How to Recognise a Gambling Problem


Whether it’s the flip of a coin, the roll of a dice or the spin of a roulette wheel, gambling involves risking something of value on an outcome that is uncertain. Gambling can involve games of chance – for example, scratchcards and fruit machines – and also activities that require skill, such as poker and horse racing.

Most people gamble responsibly and without problems. But for a minority, the activity can become problematic. This can affect physical and mental health, work or school performance, relationships and finances. In extreme cases, it can lead to debt, homelessness and even suicide.

A key to helping someone with a gambling problem is strengthening their support network. This can be done by contacting friends, relatives or other loved ones, or joining a peer support group such as Gamblers Anonymous, which is based on the 12-step approach to recovery used by Alcoholics Anonymous.
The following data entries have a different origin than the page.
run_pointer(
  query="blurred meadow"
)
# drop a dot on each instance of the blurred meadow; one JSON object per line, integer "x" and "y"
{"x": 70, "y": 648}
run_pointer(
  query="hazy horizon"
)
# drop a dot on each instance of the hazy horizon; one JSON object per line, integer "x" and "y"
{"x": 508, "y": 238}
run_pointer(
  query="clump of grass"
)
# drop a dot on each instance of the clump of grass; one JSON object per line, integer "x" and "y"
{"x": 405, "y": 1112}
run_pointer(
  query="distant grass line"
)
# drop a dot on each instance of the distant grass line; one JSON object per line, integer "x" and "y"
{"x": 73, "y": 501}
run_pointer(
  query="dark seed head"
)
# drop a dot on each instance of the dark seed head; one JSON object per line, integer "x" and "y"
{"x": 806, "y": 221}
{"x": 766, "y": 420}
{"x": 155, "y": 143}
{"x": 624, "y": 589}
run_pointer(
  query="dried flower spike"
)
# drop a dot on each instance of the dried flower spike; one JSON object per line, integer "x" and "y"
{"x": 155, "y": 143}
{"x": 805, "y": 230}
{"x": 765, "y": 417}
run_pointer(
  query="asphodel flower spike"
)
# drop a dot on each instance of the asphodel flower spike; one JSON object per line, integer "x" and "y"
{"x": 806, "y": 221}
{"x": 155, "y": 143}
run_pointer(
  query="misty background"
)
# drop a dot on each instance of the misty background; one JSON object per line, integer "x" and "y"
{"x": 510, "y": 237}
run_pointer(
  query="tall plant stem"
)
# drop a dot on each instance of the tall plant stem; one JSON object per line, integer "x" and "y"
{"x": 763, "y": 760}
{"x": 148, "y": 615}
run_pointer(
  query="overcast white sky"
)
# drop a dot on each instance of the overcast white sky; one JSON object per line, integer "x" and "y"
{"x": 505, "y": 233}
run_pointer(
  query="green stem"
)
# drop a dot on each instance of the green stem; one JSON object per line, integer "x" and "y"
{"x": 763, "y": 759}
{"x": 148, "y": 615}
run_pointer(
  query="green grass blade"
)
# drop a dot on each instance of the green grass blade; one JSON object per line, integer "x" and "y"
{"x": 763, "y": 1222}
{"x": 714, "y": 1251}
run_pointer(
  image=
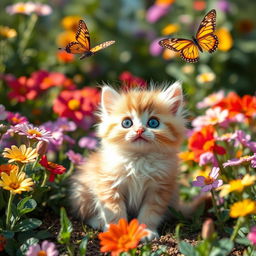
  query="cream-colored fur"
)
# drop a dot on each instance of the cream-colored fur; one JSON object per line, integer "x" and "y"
{"x": 129, "y": 175}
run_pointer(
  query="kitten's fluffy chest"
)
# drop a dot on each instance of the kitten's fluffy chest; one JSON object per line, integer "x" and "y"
{"x": 136, "y": 174}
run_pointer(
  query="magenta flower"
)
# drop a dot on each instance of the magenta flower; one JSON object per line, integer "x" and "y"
{"x": 75, "y": 158}
{"x": 210, "y": 182}
{"x": 3, "y": 113}
{"x": 252, "y": 235}
{"x": 47, "y": 248}
{"x": 88, "y": 142}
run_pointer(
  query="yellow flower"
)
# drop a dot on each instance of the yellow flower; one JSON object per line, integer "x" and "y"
{"x": 243, "y": 208}
{"x": 170, "y": 29}
{"x": 70, "y": 22}
{"x": 225, "y": 39}
{"x": 16, "y": 182}
{"x": 7, "y": 32}
{"x": 65, "y": 38}
{"x": 22, "y": 154}
{"x": 205, "y": 77}
{"x": 237, "y": 185}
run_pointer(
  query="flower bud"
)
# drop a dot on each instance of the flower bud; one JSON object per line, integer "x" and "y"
{"x": 207, "y": 229}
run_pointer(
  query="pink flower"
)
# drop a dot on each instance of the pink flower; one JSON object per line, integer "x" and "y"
{"x": 252, "y": 235}
{"x": 75, "y": 158}
{"x": 47, "y": 248}
{"x": 210, "y": 182}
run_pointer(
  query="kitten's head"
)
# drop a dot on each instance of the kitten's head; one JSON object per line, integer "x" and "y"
{"x": 142, "y": 120}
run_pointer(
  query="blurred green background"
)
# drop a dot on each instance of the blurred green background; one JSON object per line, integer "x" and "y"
{"x": 130, "y": 24}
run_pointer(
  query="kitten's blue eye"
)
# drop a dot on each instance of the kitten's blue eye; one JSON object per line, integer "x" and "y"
{"x": 127, "y": 123}
{"x": 153, "y": 123}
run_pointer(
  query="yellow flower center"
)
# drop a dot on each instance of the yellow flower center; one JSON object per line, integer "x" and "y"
{"x": 14, "y": 185}
{"x": 37, "y": 133}
{"x": 74, "y": 104}
{"x": 42, "y": 253}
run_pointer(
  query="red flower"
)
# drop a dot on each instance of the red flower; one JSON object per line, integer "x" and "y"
{"x": 78, "y": 105}
{"x": 52, "y": 168}
{"x": 204, "y": 141}
{"x": 239, "y": 105}
{"x": 130, "y": 81}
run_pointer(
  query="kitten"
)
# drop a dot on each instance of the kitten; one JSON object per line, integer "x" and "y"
{"x": 136, "y": 167}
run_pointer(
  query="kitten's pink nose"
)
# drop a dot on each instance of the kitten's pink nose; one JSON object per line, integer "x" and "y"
{"x": 140, "y": 131}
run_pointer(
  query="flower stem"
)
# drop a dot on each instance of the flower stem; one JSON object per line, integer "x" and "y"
{"x": 9, "y": 209}
{"x": 236, "y": 229}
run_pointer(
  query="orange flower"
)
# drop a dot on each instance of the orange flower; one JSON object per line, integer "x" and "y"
{"x": 122, "y": 237}
{"x": 203, "y": 141}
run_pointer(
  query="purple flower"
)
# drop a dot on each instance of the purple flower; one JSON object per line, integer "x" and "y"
{"x": 239, "y": 161}
{"x": 47, "y": 248}
{"x": 155, "y": 49}
{"x": 210, "y": 182}
{"x": 88, "y": 142}
{"x": 155, "y": 12}
{"x": 3, "y": 113}
{"x": 75, "y": 158}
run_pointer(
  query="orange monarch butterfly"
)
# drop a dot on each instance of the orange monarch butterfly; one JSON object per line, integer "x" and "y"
{"x": 204, "y": 40}
{"x": 83, "y": 45}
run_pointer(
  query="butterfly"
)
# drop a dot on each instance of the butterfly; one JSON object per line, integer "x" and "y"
{"x": 204, "y": 40}
{"x": 82, "y": 44}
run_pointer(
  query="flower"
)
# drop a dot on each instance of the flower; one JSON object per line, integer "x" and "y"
{"x": 71, "y": 22}
{"x": 7, "y": 32}
{"x": 65, "y": 57}
{"x": 252, "y": 235}
{"x": 16, "y": 182}
{"x": 16, "y": 118}
{"x": 22, "y": 154}
{"x": 7, "y": 168}
{"x": 225, "y": 39}
{"x": 213, "y": 116}
{"x": 22, "y": 8}
{"x": 122, "y": 237}
{"x": 210, "y": 182}
{"x": 170, "y": 29}
{"x": 75, "y": 158}
{"x": 88, "y": 142}
{"x": 46, "y": 249}
{"x": 3, "y": 242}
{"x": 130, "y": 81}
{"x": 3, "y": 113}
{"x": 243, "y": 208}
{"x": 237, "y": 185}
{"x": 211, "y": 100}
{"x": 206, "y": 77}
{"x": 78, "y": 105}
{"x": 52, "y": 168}
{"x": 32, "y": 132}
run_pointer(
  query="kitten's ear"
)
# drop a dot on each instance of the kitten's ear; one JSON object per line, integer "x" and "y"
{"x": 108, "y": 97}
{"x": 174, "y": 97}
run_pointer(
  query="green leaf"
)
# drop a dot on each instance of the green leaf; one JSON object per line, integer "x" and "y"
{"x": 222, "y": 247}
{"x": 26, "y": 205}
{"x": 27, "y": 224}
{"x": 24, "y": 247}
{"x": 83, "y": 246}
{"x": 66, "y": 227}
{"x": 187, "y": 249}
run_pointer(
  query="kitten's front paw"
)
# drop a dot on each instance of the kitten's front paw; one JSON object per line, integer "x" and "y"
{"x": 152, "y": 234}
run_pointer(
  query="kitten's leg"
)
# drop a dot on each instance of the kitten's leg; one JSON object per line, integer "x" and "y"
{"x": 111, "y": 208}
{"x": 153, "y": 209}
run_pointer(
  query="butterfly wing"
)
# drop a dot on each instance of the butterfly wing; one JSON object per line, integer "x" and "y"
{"x": 187, "y": 48}
{"x": 82, "y": 36}
{"x": 75, "y": 48}
{"x": 102, "y": 46}
{"x": 205, "y": 33}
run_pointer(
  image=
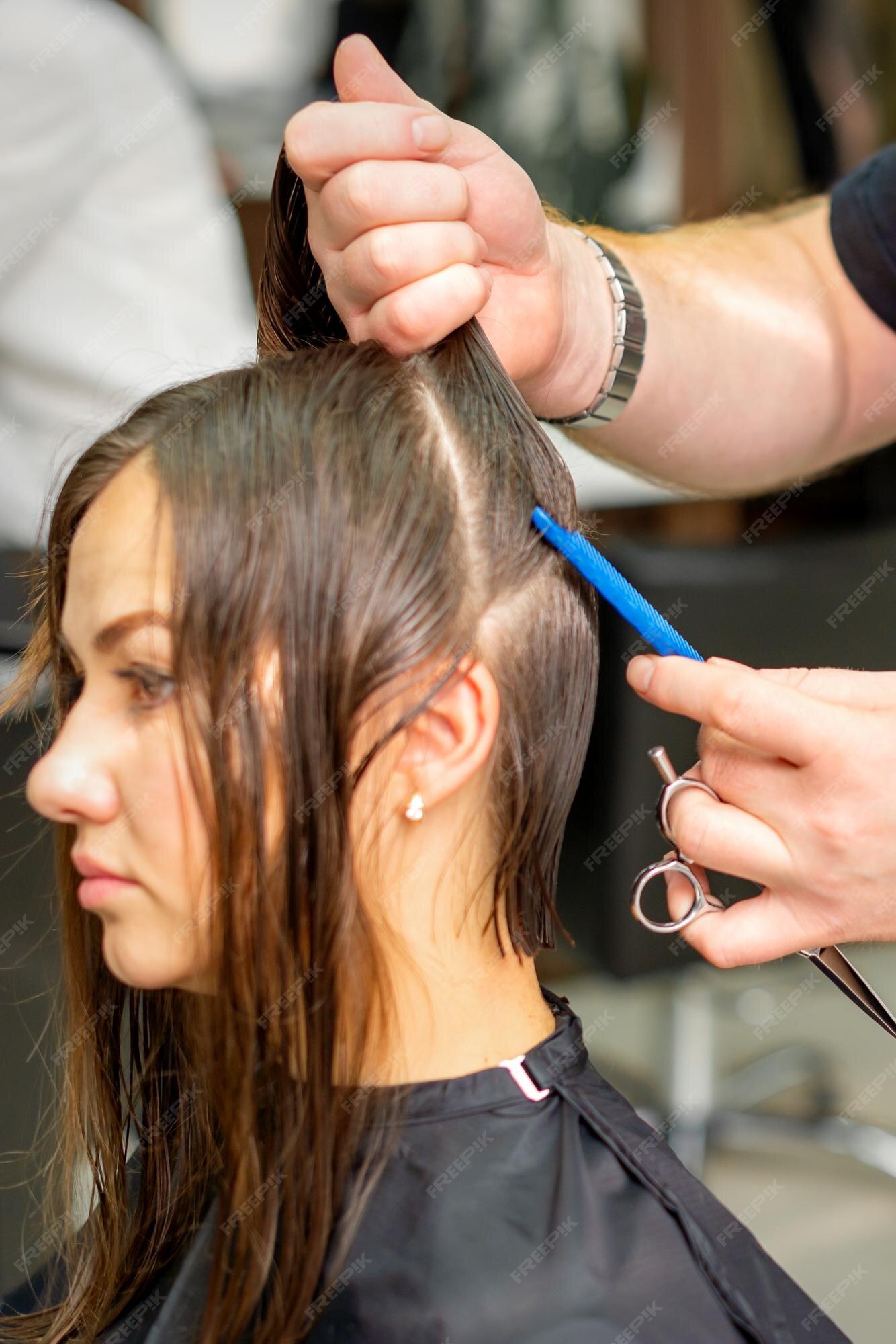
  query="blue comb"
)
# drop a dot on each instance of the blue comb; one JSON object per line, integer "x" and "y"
{"x": 612, "y": 587}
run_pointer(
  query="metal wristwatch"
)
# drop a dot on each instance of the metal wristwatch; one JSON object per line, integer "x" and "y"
{"x": 629, "y": 334}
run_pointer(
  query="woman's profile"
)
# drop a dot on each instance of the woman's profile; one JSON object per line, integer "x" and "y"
{"x": 322, "y": 700}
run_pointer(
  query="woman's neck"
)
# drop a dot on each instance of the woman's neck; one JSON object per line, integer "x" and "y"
{"x": 457, "y": 1011}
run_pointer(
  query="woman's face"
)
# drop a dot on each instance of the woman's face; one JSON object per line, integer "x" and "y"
{"x": 118, "y": 771}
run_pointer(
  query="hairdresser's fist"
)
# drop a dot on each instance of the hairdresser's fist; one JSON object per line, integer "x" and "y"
{"x": 805, "y": 763}
{"x": 420, "y": 222}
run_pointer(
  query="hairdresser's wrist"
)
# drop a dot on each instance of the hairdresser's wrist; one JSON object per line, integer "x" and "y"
{"x": 581, "y": 345}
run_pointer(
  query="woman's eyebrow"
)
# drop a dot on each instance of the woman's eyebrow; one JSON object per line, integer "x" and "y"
{"x": 114, "y": 634}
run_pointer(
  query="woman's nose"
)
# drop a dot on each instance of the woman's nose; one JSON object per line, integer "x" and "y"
{"x": 72, "y": 780}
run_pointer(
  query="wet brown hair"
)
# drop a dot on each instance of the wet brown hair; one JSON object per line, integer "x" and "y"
{"x": 363, "y": 515}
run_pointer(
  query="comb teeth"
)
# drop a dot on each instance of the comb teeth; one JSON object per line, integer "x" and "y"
{"x": 615, "y": 588}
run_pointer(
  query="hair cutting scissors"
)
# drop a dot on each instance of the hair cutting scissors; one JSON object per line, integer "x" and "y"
{"x": 666, "y": 639}
{"x": 831, "y": 962}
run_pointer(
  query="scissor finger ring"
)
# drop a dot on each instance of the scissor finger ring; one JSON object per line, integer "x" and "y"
{"x": 679, "y": 864}
{"x": 647, "y": 877}
{"x": 674, "y": 784}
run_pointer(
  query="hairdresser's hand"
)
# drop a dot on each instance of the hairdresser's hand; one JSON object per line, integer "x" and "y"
{"x": 414, "y": 240}
{"x": 805, "y": 764}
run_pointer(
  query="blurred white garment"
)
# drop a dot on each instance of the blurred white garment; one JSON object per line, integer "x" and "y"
{"x": 253, "y": 64}
{"x": 122, "y": 260}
Many people find it hard to recognise when their gambling becomes a problem and may try to hide their activities from family and friends. They might spend money secretly, beg or borrow money from family and friends, or lie about how much they gamble. They may also feel compelled to bet more and more, hoping that they will win big and be able to recover their losses. This is called compulsive gambling. Gambling disorder is now included in the fifth edition of the Diagnostic and Statistical Manual of Mental Disorders (DSM), published by the American Psychiatric Association.